Obviously, accuracy has its place: there must be something sitting on the baseboard which looks like a model railway rather than, say, a model trombone. But "looks" rule "accuracy".

So, lets consider whether or not one of the ceramic buildings should have chimney stacks or not.

At the moment there is a representation of chimney stacks in place.

The building in the centre is under discussion.
And here is the building with its chimneys removed.

I actually prefer the bottom picture because the church behind the building comes into a greater (and deserved) prominence when the chimneys are removed.

Also, I think the building itself looks better. It looks more modern, admittedly, but that's OK. I'm sure that there was apartment construction which took place in post-war Paris.

Another possibility would be to install lighter coloured chimney stacks: perhaps gray rather than the reddish-brown that they are at the moment.

I'll explore that possibility.
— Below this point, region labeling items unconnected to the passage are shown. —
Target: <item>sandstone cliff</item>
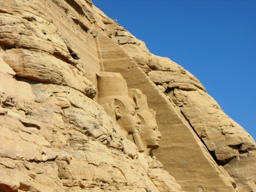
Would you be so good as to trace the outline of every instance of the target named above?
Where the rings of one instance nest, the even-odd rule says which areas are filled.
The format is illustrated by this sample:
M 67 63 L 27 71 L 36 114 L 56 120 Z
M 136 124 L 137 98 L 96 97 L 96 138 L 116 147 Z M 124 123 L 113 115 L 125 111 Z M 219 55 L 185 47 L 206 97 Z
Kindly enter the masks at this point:
M 196 77 L 90 0 L 1 1 L 0 45 L 0 191 L 256 190 L 252 137 Z M 147 96 L 159 161 L 97 103 L 104 72 Z

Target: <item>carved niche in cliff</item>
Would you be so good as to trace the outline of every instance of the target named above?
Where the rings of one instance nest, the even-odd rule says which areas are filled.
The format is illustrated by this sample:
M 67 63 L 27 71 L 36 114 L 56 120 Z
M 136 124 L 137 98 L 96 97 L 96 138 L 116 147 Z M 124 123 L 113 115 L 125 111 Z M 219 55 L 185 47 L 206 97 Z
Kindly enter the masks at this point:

In the mean time here are some other views of the church.

Currently listening to:

Continuing with my Samba rhythm indoctrination in order to facilitate my bongo playing ie to make it smoother and more natural sounding.

Will it work?

Last night's dinner:

Beef Burguignon plus rice and green veg.
Currently Reading:

Whenever I having nothing to read and am desperate to read something, I turn to Earthly Powers.


Cycled along the side of the Clyde to "People's Palace" and had a roll and sausage in their cafeteria.

Office workers having a lunch time work out.

The gents toilets at the "People's Palace" is a pleasure to behold.

And this nearby modern apartment building could be in Nice or Cannes or maybe Monaco.

On the way back, passed a bridge being re-painted. At the moment it is covered with protective polythene sheeting.

It reminded me of those artistic projects where famous and less famous landmarks are covered in plastic sheeting - usually by the husband and wife team, Christo and Jeanne-Claude (she died in 2009).

Christo and Jeanne-Claude
Here is the Pont-Neuf in Paris which received their attentions in 1975.

And, famously, the Reichstag in Berlin.

God knows where the money came from for all these projects; they were all supposedly self-financing.